Why might we not want to center the data here?

In [None]:

overdrawn_X = overdrawn[['Sex','Age']]
overdrawn_X = sm.add_constant(overdrawn_X)

overdrawn_y = overdrawn['Overdrawn']
print(overdrawn_X)
model2_sm = sm.Logit(overdrawn_y, overdrawn_X).fit()

# Print the summary table, which includes p-values
print(model2_sm.summary())

Let's interpret these coefficients.  

First our intercept, -7.05, is the predicted log odds of an age zero male being overdrawn.

Next, the coefficient for _Sex_ is 0.9671 which means that a female will have a predicted log odds of being overdrawn that is 0.97 higher than a male with the same age.

For each additional year of age, we expect that the log odds of being overdrawn will be predicted to increase by 0.23 assuming that _Sex_ remains the same.

Below we center age so that our intercept coefficient is more interpretable.

In [None]:
print(overdrawn['Age'].mean())
overdrawn['Age']=overdrawn['Age']-overdrawn['Age'].mean()
overdrawn_X = overdrawn[['Sex','Age']]
overdrawn_X = sm.add_constant(overdrawn_X)
overdrawn_y = overdrawn['Overdrawn']
print(overdrawn_X)
model2_sm = sm.Logit(overdrawn_y, overdrawn_X).fit()

# Print the summary table, which includes p-values
print(model2_sm.summary())

Note that after centering _Age_ the coefficients for _Sex_ and _Age_ remain the same, but the coefficient for _const_ changes.  

From the above code, we can see that the average age of students in these data was 19.6 years of age.  Having subtracted that from _Age_, we now intepret the y-intercept as the predicted log odds that
a 19.6 year old male would overdraw from their bank account is -2.56.  

### Tasks

1. Using the overdrawn data, fit a model that has _Age_, _Sex_ and as an interaction term between 'Age' and 'Sex'.  Interpret all of the coefficients.  

2. Again with the overdrawn data, fit a model with all of the predictors including the interaction term from the previous task.  Which of the predictors is discernibly different from zero.
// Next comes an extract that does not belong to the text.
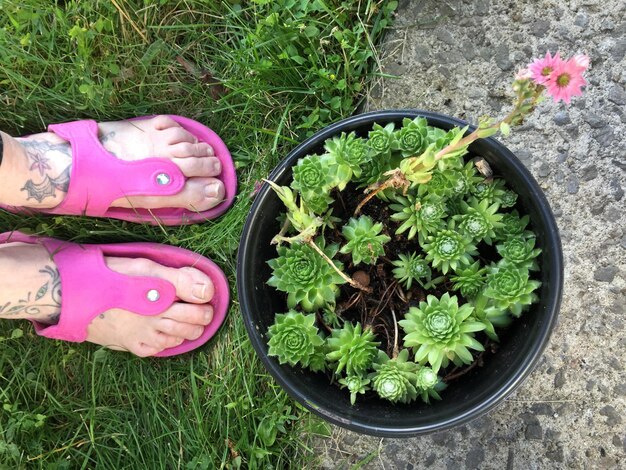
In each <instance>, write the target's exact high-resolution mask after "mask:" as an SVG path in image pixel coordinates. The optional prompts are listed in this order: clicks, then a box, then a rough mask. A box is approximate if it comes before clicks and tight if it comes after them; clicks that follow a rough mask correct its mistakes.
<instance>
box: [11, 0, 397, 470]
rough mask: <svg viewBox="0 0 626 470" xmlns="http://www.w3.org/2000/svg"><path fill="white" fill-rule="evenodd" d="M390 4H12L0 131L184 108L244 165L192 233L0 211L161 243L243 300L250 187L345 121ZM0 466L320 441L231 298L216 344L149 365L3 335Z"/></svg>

3. Using the model from Task 2, remove any non-discernibly different from zero predictors from the model and get the predicted probabilities of being overdrawn.  

4. Convert the predicted probabilities in the previous task to whether or not a student was overdrawn.  Is the predicted number of overdrawn students the same as the actual number of overdrawn students?